While “Poetry Sunday” is not something that is exists on any liturgical calendar, Second dubbed last Sunday’s story as its “Poetry Sunday” with the entirety of the service restructured to link sentiments from ancient Jewish scriptures to a huge variety of poems -  some very well known, some less so; some contemporary, some more traditional; all worth rereading beyond the service itself. The booklet can be found here. The service, coordinated by Kendal Ackerman and Pastor Travis, with more than dozen congregants reading a favorite poem within the service, some from their seats and some from the lectern. It was beautifully executed, and I hope it’s a tradition we can continue in the future.

It is always tough to come up with a truly satisfactory definition of poetry – my go-to definition, and one that I have on a poster of my classroom is this: “Poetry is language that calls attention to itself.” But that’s an English teacher way of looking at things. In this church service, the poems were operating on a somewhat different level.

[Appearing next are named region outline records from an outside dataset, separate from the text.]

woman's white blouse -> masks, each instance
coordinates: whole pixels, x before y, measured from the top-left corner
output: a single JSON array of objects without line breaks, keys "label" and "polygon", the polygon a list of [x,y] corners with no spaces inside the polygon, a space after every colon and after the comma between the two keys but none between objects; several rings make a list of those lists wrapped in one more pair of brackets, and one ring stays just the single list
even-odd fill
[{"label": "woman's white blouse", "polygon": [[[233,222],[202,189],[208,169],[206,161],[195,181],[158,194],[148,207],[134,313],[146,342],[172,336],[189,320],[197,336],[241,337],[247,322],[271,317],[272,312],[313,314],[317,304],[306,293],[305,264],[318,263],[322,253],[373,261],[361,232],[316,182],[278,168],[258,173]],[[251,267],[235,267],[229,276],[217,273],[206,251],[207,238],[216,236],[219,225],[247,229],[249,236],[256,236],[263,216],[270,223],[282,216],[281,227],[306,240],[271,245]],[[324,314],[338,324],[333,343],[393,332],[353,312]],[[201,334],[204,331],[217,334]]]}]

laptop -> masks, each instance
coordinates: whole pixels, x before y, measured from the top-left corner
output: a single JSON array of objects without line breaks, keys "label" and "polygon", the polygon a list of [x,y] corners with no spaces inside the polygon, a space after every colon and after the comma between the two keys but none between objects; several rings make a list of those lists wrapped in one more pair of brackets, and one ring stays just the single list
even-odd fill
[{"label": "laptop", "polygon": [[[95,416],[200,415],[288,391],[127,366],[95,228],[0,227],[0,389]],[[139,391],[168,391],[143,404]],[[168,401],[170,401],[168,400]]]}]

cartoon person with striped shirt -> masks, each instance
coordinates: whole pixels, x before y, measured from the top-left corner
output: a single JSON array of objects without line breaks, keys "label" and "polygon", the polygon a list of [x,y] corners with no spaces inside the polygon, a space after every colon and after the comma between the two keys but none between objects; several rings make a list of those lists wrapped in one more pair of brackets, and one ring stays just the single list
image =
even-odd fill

It brought to mind the old Heineken beer ad – I’m not sure if this phrase has much currency here, but it was everywhere when I was a kid in Britain in the 1980s, as Brits learned to embrace lager instead traditional bitter – “Heineken: Refreshes the Parts Other Beer Cannot Reach.” Someone with deep pockets ought to run an ad campaign reworking this – “Poetry: Refreshes the Parts Other Words Cannot Reach.”